In a move that could bring comfort to patients in nursing homes across the country, the federal government on Thursday announced a pilot program to help improve their health care outcomes and improve access to care.
The new federal guidelines were developed with the goal of reducing the risk of death from chronic conditions such as dementia and heart disease.
“We are committed to ensuring that nursing homes and long-term care facilities are fully prepared to meet the needs of their communities,” Health and Human Services Secretary Sylvia Burwell said in a statement.
“Through the Precision Health Initiative, we are working with our partners to implement the guidance to help ensure that our communities have the best health care they can be able to provide.”
The guidelines, published by the Centers for Medicare & Medicaid Services, aim to increase access to nursing home care by requiring more home care providers to provide more community-based services.
Nursing home and long term care facilities would also be required to maintain a plan to provide long-acting, long-lasting, and continuous nursing care to patients during the nursing home stay.

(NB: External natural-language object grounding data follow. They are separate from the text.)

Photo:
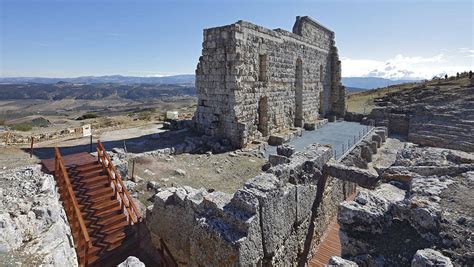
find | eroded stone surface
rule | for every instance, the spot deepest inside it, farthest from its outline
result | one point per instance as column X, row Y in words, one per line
column 429, row 257
column 33, row 225
column 276, row 218
column 434, row 211
column 254, row 82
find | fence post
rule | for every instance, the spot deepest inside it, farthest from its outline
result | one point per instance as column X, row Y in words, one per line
column 32, row 143
column 133, row 168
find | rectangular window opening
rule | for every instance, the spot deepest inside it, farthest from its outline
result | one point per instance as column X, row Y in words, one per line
column 262, row 68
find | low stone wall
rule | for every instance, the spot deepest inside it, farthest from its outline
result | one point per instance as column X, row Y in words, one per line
column 362, row 153
column 441, row 116
column 17, row 138
column 277, row 218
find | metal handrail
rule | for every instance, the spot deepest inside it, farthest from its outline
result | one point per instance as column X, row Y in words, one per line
column 370, row 128
column 71, row 207
column 116, row 179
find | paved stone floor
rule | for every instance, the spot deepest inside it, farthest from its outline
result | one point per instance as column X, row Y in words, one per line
column 333, row 133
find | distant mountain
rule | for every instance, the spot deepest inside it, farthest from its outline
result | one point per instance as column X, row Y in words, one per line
column 371, row 82
column 354, row 84
column 354, row 89
column 175, row 79
column 62, row 90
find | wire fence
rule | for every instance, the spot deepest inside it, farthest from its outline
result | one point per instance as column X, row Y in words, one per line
column 346, row 148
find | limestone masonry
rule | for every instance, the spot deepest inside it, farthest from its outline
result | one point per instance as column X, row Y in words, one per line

The new guidelines require nursing homes to make improvements in the following areas: Nursing home nursing home programs that have enrolled patients with dementia in at least 60 percent of their beds during the stay.
Nursing homes that are providing long-stay services at least three times per year.
Nursing care at a nursing facility.
Nursing facility resident training and accreditation.
Nursing program accreditation, and quality assurance.
The guidelines also set up a task force to review the progress of nursing home and nursing home residents in achieving accreditation for long-duration care.
“I have been at nursing homes for 25 years and I have seen first-hand how their care can be really critical,” said Dr. John M. Ritchie, a senior vice president at the University of Wisconsin-Milwaukee.
“I’m so happy to see the federal guidelines provide a foundation for us to make the best of what we’ve learned in this process.”
The guidelines were announced at the World Health Assembly in Geneva, Switzerland.
The Precision Health initiative will help ensure long-distance care providers are better prepared to provide care, said Dr, Peter C. Sacks, a professor of nursing and community health at the Vanderbilt University School of Nursing.
“What we are trying to do is to really build a platform for these providers to be able, by and large, to stay in their jobs and continue to provide the same level of care that they’re accustomed to,” he said.
“We’re hoping to see more people using this initiative to do that.”
The Centers for Disease Control and Prevention says the guidelines are expected to be finalized in the second half of 2019.
The U.S. Department of Health and Health Care Services said it has already committed $1 billion to the Precision Care Initiative.
The agency said in an emailed statement that the guidelines would also improve patient safety by creating incentives for nursing homes, long term-care facilities, and community-care providers to better meet the challenges of chronic disease.